Again, I reiterate, because this is important!
Earlier, I’ve noted that I timestamp all my hyperlinks so that I can refer back to the appropriate copy in the Internet Archive Wayback Machine. Now we’re taking this a step further. How do you automatically scan for broken links on your blog?
20180822/DuckDuckGo check your website for broken links
20180822/DuckDuckGo check your website for broken links wget
20180822/https://stackoverflow.com/questions/65515/how-to-find-broken-links-on-a-website#65523
20180822/https://www.commandlinefu.com/commands/view/8234/check-broken-links-using-wget-as-a-spider
wget --spider -o wget.log -e robots=off --wait 1 -r -p \
http://www.example.com
Okay, that works great! It’s very simple, using standard command-line tools. Although, I must admit, it still doesn’t handle the case when an alternative page may have replaced the original page, but still returns 200 OK. Yes, it’s not perfect, but it’s a great step forward.

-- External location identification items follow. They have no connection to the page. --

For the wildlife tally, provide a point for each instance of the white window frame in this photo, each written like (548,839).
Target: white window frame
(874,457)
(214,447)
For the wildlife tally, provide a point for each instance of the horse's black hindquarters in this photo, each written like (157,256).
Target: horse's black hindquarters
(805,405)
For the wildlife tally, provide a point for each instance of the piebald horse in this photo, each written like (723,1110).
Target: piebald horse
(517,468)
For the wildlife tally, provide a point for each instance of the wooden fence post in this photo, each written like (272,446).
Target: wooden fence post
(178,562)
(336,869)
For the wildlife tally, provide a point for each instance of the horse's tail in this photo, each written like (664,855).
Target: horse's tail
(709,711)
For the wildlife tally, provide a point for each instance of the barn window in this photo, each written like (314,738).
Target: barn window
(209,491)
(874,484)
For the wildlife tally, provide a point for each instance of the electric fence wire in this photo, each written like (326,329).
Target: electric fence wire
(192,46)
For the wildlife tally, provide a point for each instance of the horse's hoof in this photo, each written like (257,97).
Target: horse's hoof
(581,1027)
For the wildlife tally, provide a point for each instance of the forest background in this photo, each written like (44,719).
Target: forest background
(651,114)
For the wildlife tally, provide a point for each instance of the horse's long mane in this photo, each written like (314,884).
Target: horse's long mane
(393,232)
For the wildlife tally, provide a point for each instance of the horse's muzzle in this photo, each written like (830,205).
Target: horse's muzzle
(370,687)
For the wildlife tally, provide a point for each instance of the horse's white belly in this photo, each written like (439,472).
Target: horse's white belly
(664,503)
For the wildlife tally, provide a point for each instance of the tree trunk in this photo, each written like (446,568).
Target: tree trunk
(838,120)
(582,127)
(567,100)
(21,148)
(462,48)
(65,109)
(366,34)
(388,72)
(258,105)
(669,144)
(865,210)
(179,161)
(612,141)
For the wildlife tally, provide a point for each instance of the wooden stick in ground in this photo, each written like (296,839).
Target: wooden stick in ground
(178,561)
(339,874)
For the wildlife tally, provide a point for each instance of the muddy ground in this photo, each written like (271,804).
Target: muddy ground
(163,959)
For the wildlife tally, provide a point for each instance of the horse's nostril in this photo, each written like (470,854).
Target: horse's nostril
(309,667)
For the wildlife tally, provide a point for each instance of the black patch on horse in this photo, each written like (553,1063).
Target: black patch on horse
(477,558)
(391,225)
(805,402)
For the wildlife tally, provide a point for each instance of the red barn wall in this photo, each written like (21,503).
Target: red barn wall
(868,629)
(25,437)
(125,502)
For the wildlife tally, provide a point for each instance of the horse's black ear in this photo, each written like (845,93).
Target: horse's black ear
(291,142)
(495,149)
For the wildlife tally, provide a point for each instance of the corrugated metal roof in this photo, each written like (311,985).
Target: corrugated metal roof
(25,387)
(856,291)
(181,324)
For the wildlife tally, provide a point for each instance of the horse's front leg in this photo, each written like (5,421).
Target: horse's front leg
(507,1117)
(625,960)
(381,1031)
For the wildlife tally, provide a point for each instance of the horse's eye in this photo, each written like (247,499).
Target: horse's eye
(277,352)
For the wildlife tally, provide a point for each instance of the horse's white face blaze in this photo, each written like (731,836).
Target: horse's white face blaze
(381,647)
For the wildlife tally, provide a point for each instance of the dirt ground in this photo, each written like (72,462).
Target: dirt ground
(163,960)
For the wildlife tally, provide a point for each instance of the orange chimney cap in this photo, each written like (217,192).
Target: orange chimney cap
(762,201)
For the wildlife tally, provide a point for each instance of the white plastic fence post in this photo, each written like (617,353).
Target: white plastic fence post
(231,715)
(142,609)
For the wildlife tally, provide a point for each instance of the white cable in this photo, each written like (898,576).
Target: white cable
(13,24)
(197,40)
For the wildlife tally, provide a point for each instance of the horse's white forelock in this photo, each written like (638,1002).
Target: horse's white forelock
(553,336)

Once you’ve got a list of broken links, you then know how to migrate those to newer links that link directly to the Internet Archive Wayback Machine. Yeah, I must admit, Wikipedia is already doing exactly that with their external links, but the conditions are a bit more challenging with the case of a smaller blog and writing operation.
And the results of my scan?
Found 3 broken links.
https://quorten.github.io/quorten-blog1/blog/tags/house
https://quorten.github.io/blog/2018/08/15/more-house-systems
https://quorten.github.io/quorten-blog1/blog/categories/house
And these are the pages with the broken links:
Fixed!
Yeah, since I don’t have automatic-link generation in place on my current public blog, I haven’t caught any broken external links.
In this case, they were all internal links that were broken. Of course, when you’re just scanning for internal consistently, you can do it much easier and faster on a local development server, because there you do not need a back-off time delay.